Final mountains classification (1–9)
|  | Name | Team | Points |
| 1 | Fausto Coppi (ITA) | Bianchi | 25 |
| 2 | Ezio Cecchi (ITA) | Cimatti | 16 |
| 3 | Gino Bartali (ITA) | Legnano | 14 |
| 4 | Vito Ortelli (ITA) | Atala | 12 |
| 5 | Giordano Cottur (ITA) | Wilier-Triestina | 9 |
| 6 | Serafino Biagioni (ITA) | Viani-C.R.A.L. Imperia | 8 |
| 7 | Primo Volpi (ITA) | Arbos | 6 |
| 8 | Vincenzo Rossello (ITA) | Legnano | 5 |
| 9 | Aldo Baito (ITA) | Viscontea | 4 |
| Luigi Casola (ITA) | Cimatti |
| Alfredo Martini (ITA) | Wilier-Triestina |

===Team classification===

Final team classification (1-8)
|  | Team | Time |
|---|---|---|
| 1 | Wilier Triestina | 374h 47' 30" |
| 2 | Arbos | + 28' 30" |
| 3 | Legnano | + 1h 40' 07" |
| 4 | Viani-C.R.A.L. Imperia | + 2h 04' 25" |
| 5 | Benotto | + 2h 56' 36" |
| 6 | Atala | + 3h 02' 43" |
| 7 | Viscontea | + 4h 40' 14" |
| 8 | Cimatti | + 5h 40' 45" |

==Aftermath==
The Italian cycling federation gave Coppi a suspension of one month because he refused to finish the Giro.
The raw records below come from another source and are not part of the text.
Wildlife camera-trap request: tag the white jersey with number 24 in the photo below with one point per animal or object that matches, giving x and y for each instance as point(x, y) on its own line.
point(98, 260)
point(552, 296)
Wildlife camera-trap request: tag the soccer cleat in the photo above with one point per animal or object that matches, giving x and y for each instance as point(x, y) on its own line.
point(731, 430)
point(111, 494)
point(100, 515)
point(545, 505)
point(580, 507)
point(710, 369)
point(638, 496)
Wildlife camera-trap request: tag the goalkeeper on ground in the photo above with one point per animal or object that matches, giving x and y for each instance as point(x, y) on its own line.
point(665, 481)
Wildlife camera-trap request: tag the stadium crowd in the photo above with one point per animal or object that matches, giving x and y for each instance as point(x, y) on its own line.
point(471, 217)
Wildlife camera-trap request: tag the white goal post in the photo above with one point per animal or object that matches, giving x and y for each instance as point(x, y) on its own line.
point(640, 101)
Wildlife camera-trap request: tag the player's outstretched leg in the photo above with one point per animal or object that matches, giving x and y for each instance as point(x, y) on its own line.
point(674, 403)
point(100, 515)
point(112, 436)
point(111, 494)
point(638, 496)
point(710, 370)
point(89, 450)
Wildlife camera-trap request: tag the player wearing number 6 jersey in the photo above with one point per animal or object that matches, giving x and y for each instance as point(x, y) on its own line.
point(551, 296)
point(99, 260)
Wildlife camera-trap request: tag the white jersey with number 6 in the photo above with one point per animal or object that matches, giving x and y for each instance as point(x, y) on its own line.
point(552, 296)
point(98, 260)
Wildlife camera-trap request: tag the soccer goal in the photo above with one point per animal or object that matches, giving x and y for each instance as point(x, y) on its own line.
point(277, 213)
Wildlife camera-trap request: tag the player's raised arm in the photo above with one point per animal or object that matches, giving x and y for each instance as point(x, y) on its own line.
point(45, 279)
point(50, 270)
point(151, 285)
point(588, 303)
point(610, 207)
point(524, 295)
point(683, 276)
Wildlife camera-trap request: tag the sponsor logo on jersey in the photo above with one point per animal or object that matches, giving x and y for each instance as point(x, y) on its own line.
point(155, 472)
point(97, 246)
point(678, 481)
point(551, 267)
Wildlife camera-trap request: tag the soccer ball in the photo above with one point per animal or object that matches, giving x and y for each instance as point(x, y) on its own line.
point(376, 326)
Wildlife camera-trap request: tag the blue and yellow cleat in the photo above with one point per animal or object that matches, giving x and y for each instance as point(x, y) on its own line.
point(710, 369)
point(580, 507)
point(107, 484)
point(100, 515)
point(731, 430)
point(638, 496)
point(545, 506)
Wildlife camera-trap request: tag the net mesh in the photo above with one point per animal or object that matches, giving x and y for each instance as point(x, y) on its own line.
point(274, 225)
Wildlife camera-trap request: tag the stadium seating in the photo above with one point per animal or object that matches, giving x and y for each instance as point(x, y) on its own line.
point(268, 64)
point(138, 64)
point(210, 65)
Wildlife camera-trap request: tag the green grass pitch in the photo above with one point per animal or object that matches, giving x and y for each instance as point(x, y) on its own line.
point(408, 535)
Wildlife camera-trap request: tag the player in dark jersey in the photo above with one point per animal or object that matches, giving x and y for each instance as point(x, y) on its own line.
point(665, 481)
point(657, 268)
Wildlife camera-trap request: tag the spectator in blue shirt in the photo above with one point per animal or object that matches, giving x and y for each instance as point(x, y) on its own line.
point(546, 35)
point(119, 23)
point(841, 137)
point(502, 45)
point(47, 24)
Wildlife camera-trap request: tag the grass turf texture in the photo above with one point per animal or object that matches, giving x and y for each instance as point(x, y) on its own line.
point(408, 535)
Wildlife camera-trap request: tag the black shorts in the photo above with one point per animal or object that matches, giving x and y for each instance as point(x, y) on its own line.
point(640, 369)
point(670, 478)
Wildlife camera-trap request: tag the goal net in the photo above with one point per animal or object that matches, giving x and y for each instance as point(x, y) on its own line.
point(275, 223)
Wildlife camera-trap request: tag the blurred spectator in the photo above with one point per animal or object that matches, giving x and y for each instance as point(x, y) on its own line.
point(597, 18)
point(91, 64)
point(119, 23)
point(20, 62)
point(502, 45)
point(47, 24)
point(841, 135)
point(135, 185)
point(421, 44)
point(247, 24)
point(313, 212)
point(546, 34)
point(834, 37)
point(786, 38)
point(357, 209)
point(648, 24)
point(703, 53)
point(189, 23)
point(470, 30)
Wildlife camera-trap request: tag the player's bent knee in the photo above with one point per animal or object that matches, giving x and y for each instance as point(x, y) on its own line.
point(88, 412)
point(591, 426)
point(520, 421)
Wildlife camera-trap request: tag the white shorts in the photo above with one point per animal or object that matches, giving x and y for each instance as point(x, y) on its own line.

After being caught cheating, Magni was the subject of the tifosi's animosity, he was frequently booed and writing on the road included the phrase Abbasso Magni (Down with Magni). After winning the final stage into Milan's Vignorelli Velodrome, the crowd's behavior (whistles, boos, and anti–Magni banners) reduced him to tears. The Communist Mayor of Prato sent Magni a telegram congratulating him on the victory, stating that his victory brought "honor to [their] city." Later in his life, Magni said that the telegram pleased him greatly.